## Prerequisites

You need to have the following packages installed and you have to download the spacy model for German, if you want to do the tokenization yourself.
    
        pip install spacy
        python -m spacy download de_core_news_lg

Dataset-Citation:
 Richter, Florian; Koch, Philipp; Franke, Oliver; Kraus, Jakob; Kuruc, Fabrizio; Thiem, Anja; Högerl, Judith; Heine, Stella; Schöps, Konstantin, 2020, "Open Discourse", https://doi.org/10.7910/DVN/FIKIBO, Harvard Dataverse, V3; speeches.csv [fileName]


In [None]:
# you have to run this

import pandas as pd
import plotly
import spacy
from wordcloud import WordCloud, get_single_color_func
from pathlib import Path
import requests

data_path = Path("data")

In [None]:
# This block and the next two are only needed if you want to tokenize the speeches yourself, which takes like an hour.
# If you want to use the pre-tokenized version, skip this block and the next two.
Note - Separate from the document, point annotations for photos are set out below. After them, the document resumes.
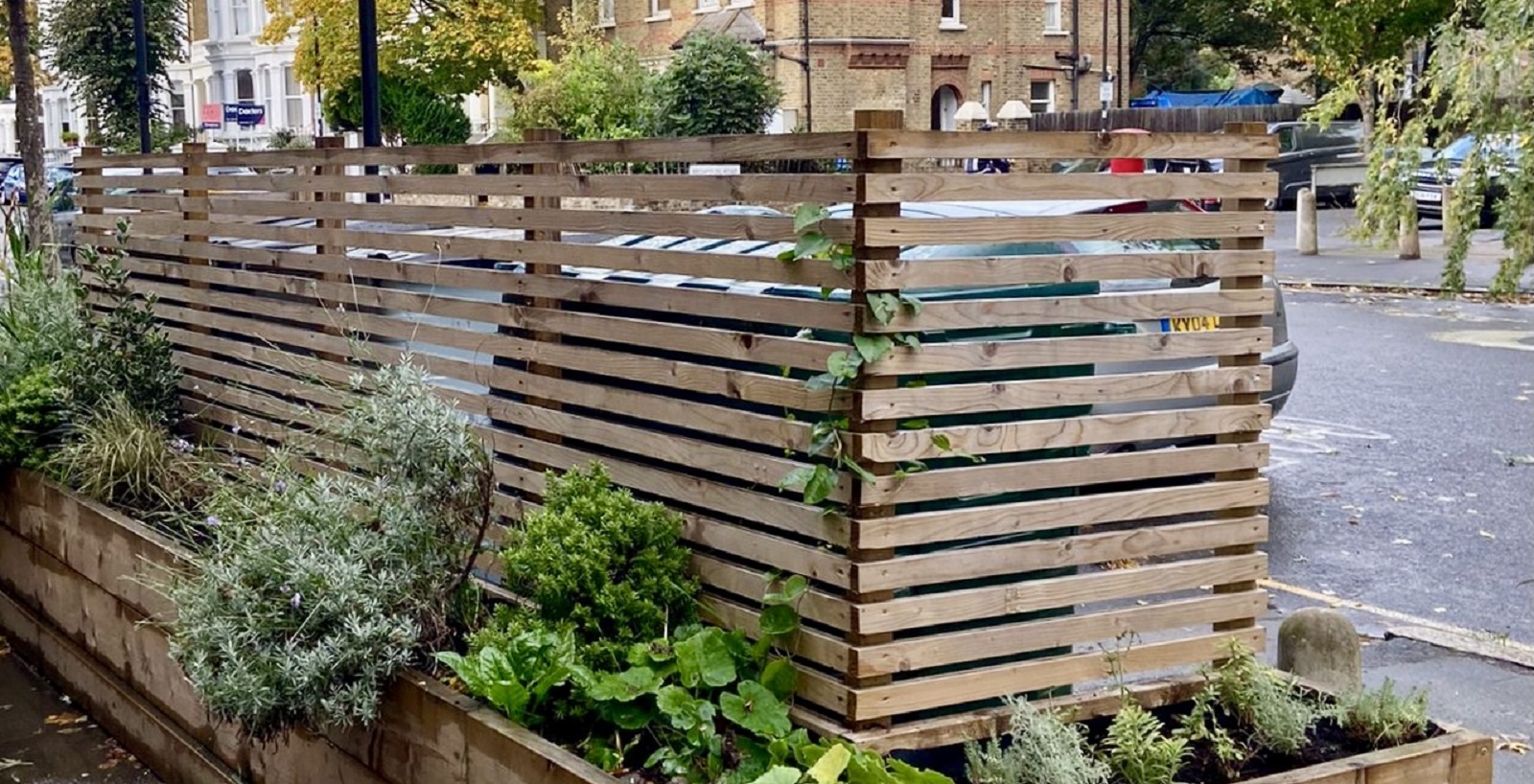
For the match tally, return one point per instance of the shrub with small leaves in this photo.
(314, 589)
(1384, 718)
(31, 419)
(1043, 750)
(1137, 750)
(1265, 700)
(603, 564)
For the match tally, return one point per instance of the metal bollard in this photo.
(1306, 222)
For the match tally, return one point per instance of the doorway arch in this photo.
(945, 107)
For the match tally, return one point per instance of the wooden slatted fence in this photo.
(677, 347)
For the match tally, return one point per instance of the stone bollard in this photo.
(1450, 224)
(1306, 222)
(1321, 646)
(1410, 240)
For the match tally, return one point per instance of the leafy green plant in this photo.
(31, 419)
(1043, 750)
(602, 562)
(123, 352)
(314, 589)
(1201, 726)
(1384, 718)
(1135, 749)
(1265, 702)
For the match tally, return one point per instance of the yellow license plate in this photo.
(1191, 324)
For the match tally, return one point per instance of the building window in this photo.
(950, 14)
(178, 106)
(1040, 97)
(240, 15)
(1053, 15)
(244, 86)
(293, 99)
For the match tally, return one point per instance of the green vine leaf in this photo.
(884, 307)
(873, 347)
(756, 709)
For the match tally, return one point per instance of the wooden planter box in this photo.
(74, 602)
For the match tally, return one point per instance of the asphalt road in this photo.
(1392, 477)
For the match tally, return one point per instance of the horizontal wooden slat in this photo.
(1068, 186)
(1022, 518)
(976, 480)
(956, 648)
(641, 188)
(1056, 433)
(667, 299)
(692, 150)
(1056, 145)
(1053, 268)
(1063, 352)
(909, 697)
(733, 383)
(1032, 595)
(1109, 309)
(1043, 393)
(779, 229)
(901, 232)
(1081, 549)
(713, 342)
(539, 252)
(764, 508)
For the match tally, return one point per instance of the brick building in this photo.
(927, 58)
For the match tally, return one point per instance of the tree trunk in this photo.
(30, 127)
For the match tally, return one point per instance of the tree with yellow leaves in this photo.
(457, 45)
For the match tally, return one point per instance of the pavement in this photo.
(1342, 261)
(46, 740)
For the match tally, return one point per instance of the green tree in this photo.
(1479, 81)
(1352, 45)
(717, 84)
(92, 46)
(454, 46)
(1196, 45)
(594, 91)
(411, 111)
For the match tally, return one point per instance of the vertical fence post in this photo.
(330, 250)
(1242, 360)
(197, 211)
(863, 507)
(89, 163)
(542, 204)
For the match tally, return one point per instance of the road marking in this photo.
(1426, 630)
(1515, 339)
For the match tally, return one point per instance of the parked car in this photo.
(1447, 166)
(60, 186)
(1301, 146)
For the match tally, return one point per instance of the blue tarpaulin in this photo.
(1254, 96)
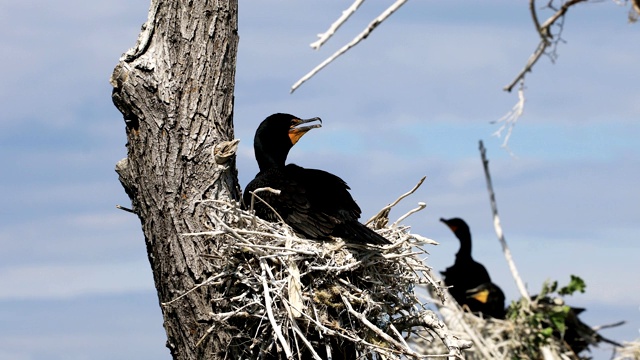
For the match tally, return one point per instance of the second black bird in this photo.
(466, 275)
(315, 203)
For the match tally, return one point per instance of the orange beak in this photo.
(296, 131)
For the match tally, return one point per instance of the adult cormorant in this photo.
(466, 274)
(489, 300)
(315, 203)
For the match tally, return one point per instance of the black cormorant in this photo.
(489, 300)
(315, 203)
(466, 274)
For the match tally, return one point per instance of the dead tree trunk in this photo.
(175, 91)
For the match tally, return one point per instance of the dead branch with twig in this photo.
(363, 35)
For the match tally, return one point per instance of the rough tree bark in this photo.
(175, 91)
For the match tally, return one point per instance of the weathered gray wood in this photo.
(175, 91)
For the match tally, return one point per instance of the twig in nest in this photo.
(267, 303)
(388, 207)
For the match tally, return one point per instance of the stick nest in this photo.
(284, 297)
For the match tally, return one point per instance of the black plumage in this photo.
(315, 203)
(467, 274)
(488, 299)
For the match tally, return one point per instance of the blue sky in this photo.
(411, 100)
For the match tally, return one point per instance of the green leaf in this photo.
(576, 284)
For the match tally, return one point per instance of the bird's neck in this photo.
(465, 245)
(269, 159)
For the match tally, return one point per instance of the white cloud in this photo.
(57, 281)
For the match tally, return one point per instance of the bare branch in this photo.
(546, 37)
(511, 118)
(498, 227)
(363, 35)
(336, 25)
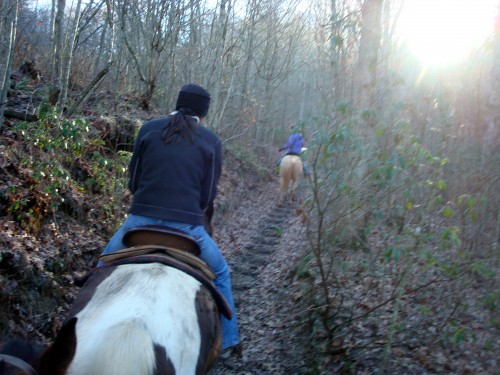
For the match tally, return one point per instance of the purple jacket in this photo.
(295, 143)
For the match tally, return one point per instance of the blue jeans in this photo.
(210, 253)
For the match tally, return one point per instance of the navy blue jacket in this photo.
(174, 181)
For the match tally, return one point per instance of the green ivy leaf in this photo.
(448, 212)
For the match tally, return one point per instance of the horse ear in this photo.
(58, 357)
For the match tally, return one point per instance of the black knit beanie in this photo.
(194, 97)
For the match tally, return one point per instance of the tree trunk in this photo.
(369, 46)
(57, 48)
(9, 26)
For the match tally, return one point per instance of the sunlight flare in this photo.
(445, 31)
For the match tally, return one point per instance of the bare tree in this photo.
(8, 26)
(369, 47)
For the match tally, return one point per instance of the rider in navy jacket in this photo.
(183, 168)
(174, 173)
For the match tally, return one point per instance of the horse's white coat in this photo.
(116, 330)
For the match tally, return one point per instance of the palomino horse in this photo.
(290, 172)
(148, 310)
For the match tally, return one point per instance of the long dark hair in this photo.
(181, 124)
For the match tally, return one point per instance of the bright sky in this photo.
(444, 31)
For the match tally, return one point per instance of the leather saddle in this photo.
(168, 246)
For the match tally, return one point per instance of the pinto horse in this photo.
(19, 357)
(137, 314)
(290, 172)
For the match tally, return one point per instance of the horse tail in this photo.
(127, 349)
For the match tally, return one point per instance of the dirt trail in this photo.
(267, 241)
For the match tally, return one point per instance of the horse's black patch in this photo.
(163, 363)
(210, 329)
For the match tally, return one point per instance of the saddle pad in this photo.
(180, 255)
(163, 236)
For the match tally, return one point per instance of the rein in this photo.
(19, 363)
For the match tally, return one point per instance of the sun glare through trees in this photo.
(445, 31)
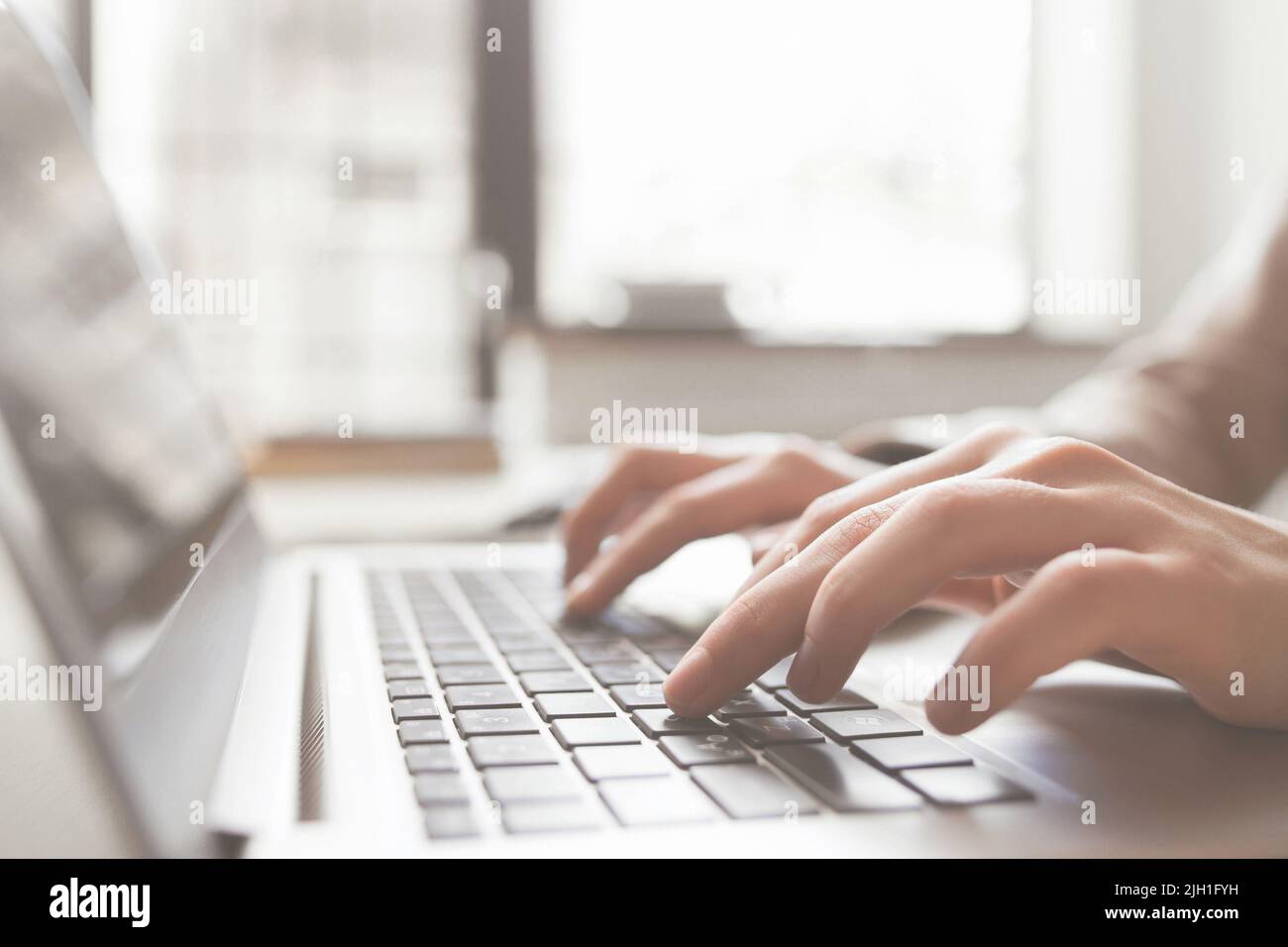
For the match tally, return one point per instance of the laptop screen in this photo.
(129, 463)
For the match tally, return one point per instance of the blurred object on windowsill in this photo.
(465, 450)
(666, 307)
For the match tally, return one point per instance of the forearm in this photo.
(1205, 401)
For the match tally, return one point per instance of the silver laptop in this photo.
(215, 697)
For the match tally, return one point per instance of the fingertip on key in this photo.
(687, 684)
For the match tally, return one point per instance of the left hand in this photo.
(1120, 558)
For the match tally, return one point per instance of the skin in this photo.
(1109, 557)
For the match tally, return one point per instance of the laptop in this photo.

nlp = spacy.load('de_core_news_lg')
if not Path(data_path / 'speeches.csv').is_file():
    url = 'https://dataverse.harvard.edu/api/access/datafile/4745985'
    r = requests.get(url)
    with open('speeches.csv', 'wb') as f:
        f.write(r.content)
    
SPEECHES = pd.read_csv(Path(data_path / 'speeches.csv'), index_col=0)
SPEECHES.tail()

In [None]:
electoral_terms = [18, 19]
current_speeches = SPEECHES[SPEECHES['electoralTerm'].isin(electoral_terms)]

factions = {
    'AFD': 0,
    'Grüne': 3,
    'Union': 4,
    'Linke': 6,
    'FDP': 13,
    'SPD': 23,
}

speeches = []

# warning this takes at least 40 minutes, after that I went to bed

for faction in factions.values():
    print(faction)
    factions_speeches = current_speeches[current_speeches['factionId'] == faction]
    speech_content = factions_speeches['speechContent'].to_list()
    speech_content = [str(speech) for speech in speech_content] # seems sadly necessary
    speech_nlp = [nlp(speech) for speech in speech_content]
    words = [[token for token in speech if token.is_stop != True and token.pos_ == "NOUN"] for speech in speech_nlp]
    words_str = [' '.join([token.text for token in speech]) for speech in words]
    speeches.append(words_str)

In [None]:
def word_frequency(long_str) -> pd.DataFrame:
    """Returns a dataframe with the word frequency of a string"""
    words = []
    for entry in long_str:
        words.extend(entry.split())
    word_freq = {}
    for word in words:
        if word in word_freq:
            word_freq[word] += 1
        else:
            word_freq[word] = 1
    # three columns, index, word, and frequency
    word_freq = pd.DataFrame.from_dict(word_freq, orient='index', columns=['frequency'])
    word_freq = word_freq.sort_values(by='frequency', ascending=False)
    return word_freq

afd_freq = word_frequency(speeches[0]).sort_values(by='frequency', ascending=False)
gruene_freq = word_frequency(speeches[1]).sort_values(by='frequency', ascending=False)
union_freq = word_frequency(speeches[2]).sort_values(by='frequency', ascending=False)
linke_freq = word_frequency(speeches[3]).sort_values(by='frequency', ascending=False)
fdp_freq = word_frequency(speeches[4]).sort_values(by='frequency', ascending=False)
spd_freq = word_frequency(speeches[5]).sort_values(by='frequency', ascending=False)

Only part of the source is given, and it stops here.